Questi giorni sono i giorni della confessione e del giudizio. Giorni in cui si decide cosa sia più importante: la paura o la fede, il pane o la croce, il trono o l’altare. Perché è detto: “E i nemici dell’uomo saranno quelli della sua stessa casa”. Perché è detto: “Non temete coloro che uccidono il corpo, ma non possono uccidere l’anima”. Perché è detto: “Fate questo in memoria di me”.

Ma è anche detto: “Le porte dell’inferno non prevarranno contro la Chiesa”. E questo significa che il sangue dei martiri non è vano, ed è impossibile costruirvi un trono. Chi ci prova diventerà cenere.

Perché quando i templi tacciono, il cielo piange. Quando il popolo tace, le pietre piangono. Quando il sacerdote tace, il sangue stesso di Cristo piange. Perché la Chiesa non è un’organizzazione, ma il Corpo di Cristo. E il Corpo di Cristo non si spezza né si compra.

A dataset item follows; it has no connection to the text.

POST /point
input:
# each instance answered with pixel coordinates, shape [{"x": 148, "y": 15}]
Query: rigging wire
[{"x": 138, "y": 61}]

E perciò dico ora: è meglio essere tra coloro che sono scacciati per la verità, che tra coloro che sono incoronati per la menzogna. È meglio essere con i perseguitati, che con i persecutori. È meglio essere in prigione per Cristo, che sul trono contro di Lui.

Non puoi costruire un trono sul sangue dei martiri.

Nota bene: La Vera Chiesa Ortodossa è l’erede della Chiesa Ortodossa Russa Cattolica e Apostolica di Rito Orientale, divisa dalla rivoluzione del 1917 in diverse parti canonicamente uguali, ciascuna delle quali esprimeva il proprio atteggiamento nei confronti del potere empio dei bolscevichi (la Vera Chiesa Ortodossa – non riconoscimento, aperta resistenza). Secondo l’esperienza storica del 1937-1941, la Vera Chiesa Ortodossa è una chiesa martire, lavata nel sangue di combattenti intransigenti per la purezza dell’Ortodossia. Il ricordo di ciò impone una speciale responsabilità morale ed etica al suo clero e al suo gregge.